Disinformation was a particular focus for Schumer, according to an aide with knowledge of the senator’s thinking. In March 2017, Schumer summoned Adam Mosseri, then a vice president overseeing Facebook’s News Feed feature, for a briefing on how the company would limit the spread of bogus news and propaganda. He later sent two aides to Silicon Valley to keep pressure on executives at Facebook, Google and Twitter.
But as it became clear that the companies had understated their problems — and were moving slowly to fix them — the senator steered a middle course. When he and Nancy Pelosi, the Democratic House leader, unveiled the party’s “Better Deal” platform for the midterm elections, a proposal to attack “corporate monopolies” focused on airlines, beer companies and eyeglass makers.
The proposal, drafted in part by Schumer’s chief counsel, Rebecca Kelly Slaughter, did not mention companies like Google and Facebook, which together dominate the search and digital advertising markets. (Slaughter, whom Schumer helped place on the Federal Trade Commission this spring, is now one of five commissioners investigating whether Facebook violated a 2011 consent agreement over privacy practices.)
As recently as March, in an interview with Recode, Schumer called Facebook “a very positive force” overall and expressed concern that overly strict rules for tech companies would affect economic growth.
“I am more sympathetic because I think they’re in very difficult position and I worry about government regulation,” he said.
But in the wake of the Cambridge Analytica scandal that month, which showed how Facebook’s weak privacy controls had allowed a Trump-connected firm to collect information about tens of millions of people, some Democrats called for broader scrutiny.
Sen. Mark Warner, D-Va. — a former telecommunications executive generally regarded as pro-business and a ranking member of the Senate Intelligence Committee — excoriated Zuckerberg and Facebook this summer for failing to disclose major data-sharing arrangements with handset-makers, including a Chinese company flagged by U.S. intelligence agencies. At the time, Facebook and Twitter were also coming under attack by prominent Republicans, who said the companies’ new anti-abuse policies were discriminating against conservatives.
Warner’s growing focus on privacy concerns led to a clash with Schumer, who confronted Warner in July, The Times reported this week, warning him to back off Facebook.
Justin Goodman, a spokesman for Schumer, said Schumer “worried that Facebook would bow to pressure from Republicans, who oppose the purging of the fake accounts and bots, and has urged Warner and the Senate Intelligence Committee to make this the priority in their ongoing investigation of the company.”
Warner has continued to press Silicon Valley about privacy. In August, he issued a white paper outlining ways to rein in Big Tech, including passing privacy laws like those enacted in Europe this year, and making social media platforms liable for defamatory content.

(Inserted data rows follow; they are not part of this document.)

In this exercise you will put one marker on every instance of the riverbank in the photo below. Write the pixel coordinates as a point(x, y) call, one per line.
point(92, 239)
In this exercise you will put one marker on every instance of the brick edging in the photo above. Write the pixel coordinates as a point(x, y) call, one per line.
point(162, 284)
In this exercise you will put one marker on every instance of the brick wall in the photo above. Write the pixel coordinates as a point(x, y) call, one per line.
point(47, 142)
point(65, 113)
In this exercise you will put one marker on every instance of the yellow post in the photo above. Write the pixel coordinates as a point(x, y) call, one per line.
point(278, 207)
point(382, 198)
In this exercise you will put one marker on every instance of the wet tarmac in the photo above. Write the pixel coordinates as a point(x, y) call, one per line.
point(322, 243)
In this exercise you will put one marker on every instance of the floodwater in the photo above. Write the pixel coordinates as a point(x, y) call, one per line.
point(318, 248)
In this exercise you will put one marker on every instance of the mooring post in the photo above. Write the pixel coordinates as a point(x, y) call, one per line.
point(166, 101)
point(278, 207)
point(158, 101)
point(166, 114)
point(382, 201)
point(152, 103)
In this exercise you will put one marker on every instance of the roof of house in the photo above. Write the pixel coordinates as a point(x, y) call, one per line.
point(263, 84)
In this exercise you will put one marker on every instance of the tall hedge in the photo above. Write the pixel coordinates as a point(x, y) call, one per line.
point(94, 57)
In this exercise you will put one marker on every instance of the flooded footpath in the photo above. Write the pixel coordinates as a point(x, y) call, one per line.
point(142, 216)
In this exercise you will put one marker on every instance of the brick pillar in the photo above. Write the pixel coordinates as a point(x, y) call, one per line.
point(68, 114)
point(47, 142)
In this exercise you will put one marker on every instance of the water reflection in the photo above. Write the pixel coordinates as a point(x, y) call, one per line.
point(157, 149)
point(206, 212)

“It’s important for Facebook to recognize that this isn’t a public relations problem — it’s a fundamental challenge for the platform and their business model,” Warner said.
Facebook previously signaled that it was ready to work with Warner and others in Congress on new regulation. Yet at the same time, Facebook turned to a conservative opposition research firm that sought to undermine detractors by publicizing financial links to Soros, a harsh critic of both Facebook and Google.
The revelations angered Democrats, who accused Facebook of tapping into anti-Semitic conspiracy theories about Soros — the very kind of propaganda the company has claimed to be battling. Facebook has denied that the effort was anti-Semitic.
“Their mantra has been, ‘We’re different, we’re special, we’re tech, all we do is good,’” said Sen. Richard Blumenthal, D-Conn., the ranking member of the Senate subcommittee that oversees consumer protection and data security. “We’ve come to find out, very graphically, that they do a lot of harm, and in fact they cover up the harm they do.”
He added, “Tech is now like every other industry, in my view.”